Bus Factor +1 for crates

kornel · 2018-04-24T03:42:31.497Z

Lots of crates on crates-io have only a single owner. That’s a huge responsibility for the sole owners, and also a risk for crate users. When solo owners disappear (for lots of reasons — life happens) it’s a major problem, because the crate becomes impossible to change: there’s nobody to release a bug fix, and there isn’t even a way to add new maintainers. Users are left with an abandoned crate, and forks of these creates, which are eventually abandoned too, and so on.

I think it’s best to solve this problem proactively by having a group of volunteers who are happy to be added as backup owners of crates. It’s especially important for new projects that may not have anybody to invite as co-owner yet.

Introducing: Rust Bus. It’s a group with me (@kornel), @dylan.dpc, @Michael-F-Bryan, @jschievink (…).

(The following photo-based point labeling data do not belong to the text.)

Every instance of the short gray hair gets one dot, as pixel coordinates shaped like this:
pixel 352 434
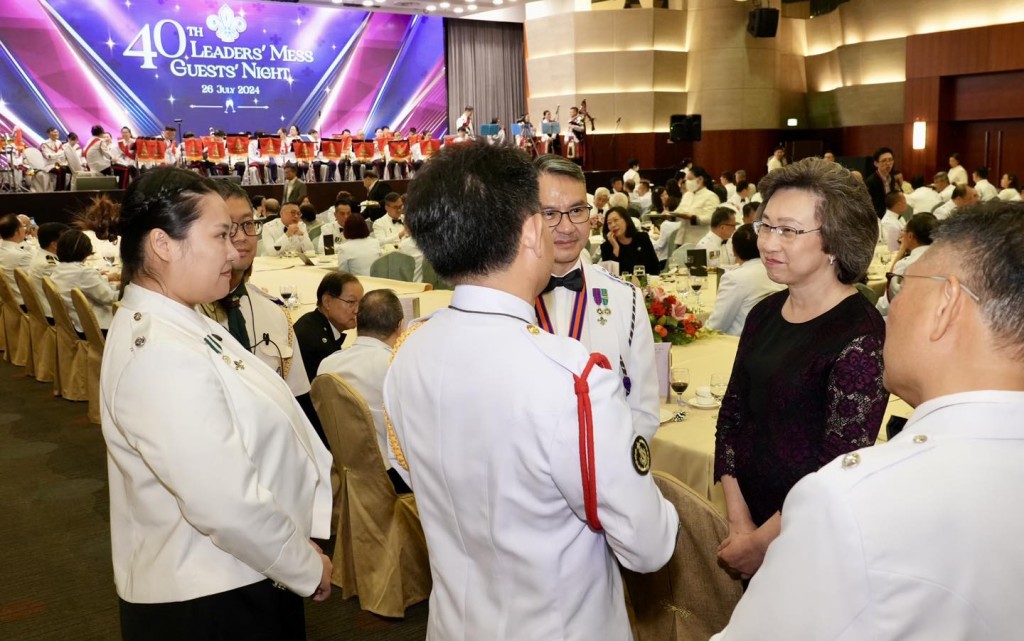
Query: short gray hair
pixel 843 208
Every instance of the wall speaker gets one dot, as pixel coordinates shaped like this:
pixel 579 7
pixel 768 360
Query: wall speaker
pixel 684 128
pixel 763 23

You can add rust-bus-owner as an owner of your create and:

We promise not to touch the create as long as its actively maintained. You add rust-bus-owner only as a backup to maintain the create in your absence.
If an urgent bugfix is needed (e.g. compatibility with next version of Rust, or a security issue) and you’re gone for weeks or longer, we may release a patch version with the fix.
If you’re gone for months, we’ll help find a new maintainer and a new home for it. If there’s an active fork, we’ll help migrating users to the fork. You will always remain as the owner of your crate in case you choose to continue maintaining it in the future.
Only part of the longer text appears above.